Nested function classes are desirable. Learning an additional layer in
deep neural networks as an identity function (though this is an extreme
case) should be made easy. The residual mapping can learn the identity
function more easily, such as pushing parameters in the weight layer to
zero. We can train an effective *deep* neural network by having residual
blocks. Inputs can forward propagate faster through the residual
connections across layers.

Before residual connections, bypassing paths with gating units were introduced to effectively train highway networks with over 100 layers [Srivastava et al., 2015]. Using identity functions as bypassing paths, ResNets performed remarkably well on multiple computer vision tasks. Residual connections had a major influence on the design of subsequent deep neural networks, both for convolutional and sequential nature. As we will introduce later, the transformer architecture [Vaswani et al., 2017] adopts residual connections (together with other design choices) and is pervasive in areas as diverse as language, vision, speech, and reinforcement learning. A key advantage of the ResNeXt design is that increasing groups leads to sparser connections (i.e., lower computational complexity) within the block, thus enabling an increase of network width to achieve a better tradeoff between FLOPs and accuracy. ResNeXt-ification is appealing in later convolution network design, such as in the RegNet model [Radosavovic et al., 2020] and the ConvNeXt architecture [Liu et al., 2022]. We will apply the ResNeXt block later in this chapter.

## 8.6.7. Exercises¶

What are the major differences between the Inception block in Fig. 8.4.1 and the residual block? After removing some paths in the Inception block, how are they related to each other?

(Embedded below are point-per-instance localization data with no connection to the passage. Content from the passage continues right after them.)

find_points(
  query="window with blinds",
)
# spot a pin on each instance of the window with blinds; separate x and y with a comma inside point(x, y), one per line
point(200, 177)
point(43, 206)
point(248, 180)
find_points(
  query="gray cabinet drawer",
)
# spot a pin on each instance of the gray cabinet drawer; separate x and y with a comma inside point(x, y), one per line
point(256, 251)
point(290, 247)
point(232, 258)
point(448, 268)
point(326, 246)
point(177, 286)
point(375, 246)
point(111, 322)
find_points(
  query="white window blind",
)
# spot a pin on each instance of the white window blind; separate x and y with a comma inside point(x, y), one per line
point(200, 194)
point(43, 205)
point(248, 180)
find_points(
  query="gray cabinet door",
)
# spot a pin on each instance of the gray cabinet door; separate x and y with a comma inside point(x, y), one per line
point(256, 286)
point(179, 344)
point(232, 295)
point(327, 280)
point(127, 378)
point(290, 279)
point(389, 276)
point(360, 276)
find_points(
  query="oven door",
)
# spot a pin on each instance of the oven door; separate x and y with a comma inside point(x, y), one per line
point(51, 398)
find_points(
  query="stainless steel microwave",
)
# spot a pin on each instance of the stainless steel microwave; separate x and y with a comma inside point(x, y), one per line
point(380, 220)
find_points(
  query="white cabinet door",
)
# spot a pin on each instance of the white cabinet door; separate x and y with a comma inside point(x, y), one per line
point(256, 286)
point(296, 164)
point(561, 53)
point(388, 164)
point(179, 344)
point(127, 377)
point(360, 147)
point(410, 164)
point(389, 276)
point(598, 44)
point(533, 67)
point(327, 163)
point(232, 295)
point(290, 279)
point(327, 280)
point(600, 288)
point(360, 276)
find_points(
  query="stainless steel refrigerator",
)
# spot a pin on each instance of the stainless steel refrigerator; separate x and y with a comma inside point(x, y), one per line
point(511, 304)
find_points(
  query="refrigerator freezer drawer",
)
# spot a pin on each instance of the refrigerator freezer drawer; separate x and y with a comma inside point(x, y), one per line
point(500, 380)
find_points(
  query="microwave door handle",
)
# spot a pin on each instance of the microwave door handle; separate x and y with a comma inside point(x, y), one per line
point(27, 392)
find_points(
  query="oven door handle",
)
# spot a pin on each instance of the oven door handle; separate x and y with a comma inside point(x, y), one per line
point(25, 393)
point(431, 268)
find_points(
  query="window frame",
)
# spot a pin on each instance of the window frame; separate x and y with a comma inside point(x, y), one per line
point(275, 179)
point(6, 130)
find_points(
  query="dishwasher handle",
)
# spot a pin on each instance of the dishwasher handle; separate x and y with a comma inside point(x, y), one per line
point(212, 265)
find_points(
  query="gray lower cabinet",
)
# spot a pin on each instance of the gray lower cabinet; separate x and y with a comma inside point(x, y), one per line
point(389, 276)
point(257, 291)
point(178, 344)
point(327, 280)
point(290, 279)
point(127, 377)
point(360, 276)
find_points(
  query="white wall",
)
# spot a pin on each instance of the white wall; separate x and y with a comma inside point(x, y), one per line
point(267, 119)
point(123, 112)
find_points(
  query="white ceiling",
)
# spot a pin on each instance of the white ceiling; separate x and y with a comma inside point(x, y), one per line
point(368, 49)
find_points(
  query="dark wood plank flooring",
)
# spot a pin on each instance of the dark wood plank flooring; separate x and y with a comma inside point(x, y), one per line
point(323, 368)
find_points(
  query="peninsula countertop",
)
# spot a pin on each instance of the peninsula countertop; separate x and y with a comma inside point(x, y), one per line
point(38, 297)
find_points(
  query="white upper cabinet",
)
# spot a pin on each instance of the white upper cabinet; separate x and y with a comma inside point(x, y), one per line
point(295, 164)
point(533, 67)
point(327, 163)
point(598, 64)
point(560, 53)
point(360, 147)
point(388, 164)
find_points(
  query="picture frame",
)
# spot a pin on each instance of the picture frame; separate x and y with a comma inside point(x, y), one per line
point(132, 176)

Refer to Table 1 in the ResNet paper [He et al., 2016a] to implement different variants.

For deeper networks, ResNet introduces a “bottleneck” architecture to reduce model complexity. Try to implement it.

In subsequent versions of ResNet, the authors changed the “convolution, batch normalization, and activation” structure to the “batch normalization, activation, and convolution” structure. Make this improvement yourself. See Figure 1 in [He et al., 2016b] for details.

Why can’t we just increase the complexity of functions without bound, even if the function classes are nested?